Implementing a New IO Scheduler Algorithm for Mixed Read/Write Workloads

August 3, 2022

Pavel Emelyanov

Introduction

Being a large datastore, ScyllaDB operates many internal activities competing for disk I/O. There are data writers (for instance memtable flushing code or commitlog) and data readers (which are most likely fetching the data from the SSTables to serve client requests). Beyond that, there are background activities, like compaction or repair, which can do I/O in both directions. This competition is very important to tackle; otherwise just issuing a disk I/O without any fairness or balancing consideration, a query serving a read request can find itself buried in the middle of the pile of background writes. By the time it has the opportunity to run, all that wait would have translated into increased latency for the read.

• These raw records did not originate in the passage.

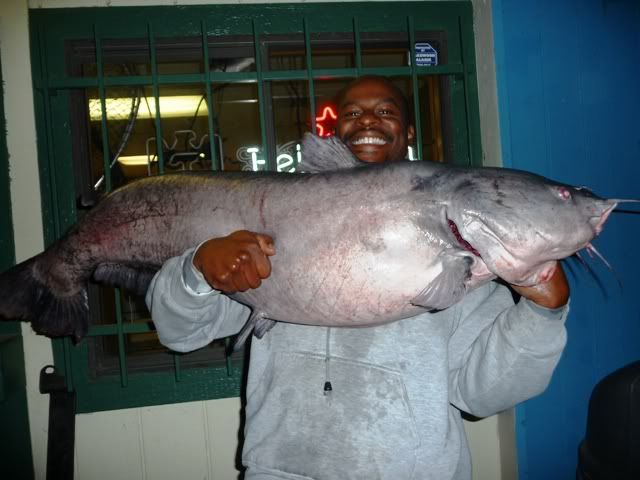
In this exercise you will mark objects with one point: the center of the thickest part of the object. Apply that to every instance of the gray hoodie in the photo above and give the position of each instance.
(393, 410)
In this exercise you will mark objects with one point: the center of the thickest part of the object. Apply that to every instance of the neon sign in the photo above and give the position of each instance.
(326, 122)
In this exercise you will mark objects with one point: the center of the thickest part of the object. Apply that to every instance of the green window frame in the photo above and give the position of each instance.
(51, 31)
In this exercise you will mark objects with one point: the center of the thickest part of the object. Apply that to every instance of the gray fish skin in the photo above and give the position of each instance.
(354, 247)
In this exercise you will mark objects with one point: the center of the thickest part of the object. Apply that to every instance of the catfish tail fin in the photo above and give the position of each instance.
(23, 296)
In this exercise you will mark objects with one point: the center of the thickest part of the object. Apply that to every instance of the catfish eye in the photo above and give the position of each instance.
(564, 193)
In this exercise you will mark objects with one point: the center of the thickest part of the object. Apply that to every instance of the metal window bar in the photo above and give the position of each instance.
(156, 96)
(415, 86)
(215, 161)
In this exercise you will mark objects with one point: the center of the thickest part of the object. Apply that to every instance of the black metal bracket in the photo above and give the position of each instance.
(62, 424)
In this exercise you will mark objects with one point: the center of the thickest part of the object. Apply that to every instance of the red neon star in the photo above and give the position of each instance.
(326, 112)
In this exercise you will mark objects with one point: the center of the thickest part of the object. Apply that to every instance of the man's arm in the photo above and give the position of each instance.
(186, 297)
(502, 354)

While keeping the in-disk concurrency at a reasonably high level to utilize disk internal parallelism, it is then better for the database not to send all those requests to the disk in the first place, and keep them queued inside the database. Being inside the database, ScyllaDB can then tag those requests and through prioritization guarantee quality-of-service among various classes of I/O requests that the database has to serve: CQL query reads, commitlog writes, background compaction I/O, etc.

That being said, there’s a component in the ScyllaDB low-level engine called the I/O scheduler that operates several I/O request queues and tries to maintain a balance between two inefficiencies — overwhelming the disk with requests and underutilizing it. With the former, we achieve good throughput but end up compromising latency. With the latter, latency is good but throughput suffers. Our goal is to find the balance where we can extract most of the available disk throughput while still maintaining good latency.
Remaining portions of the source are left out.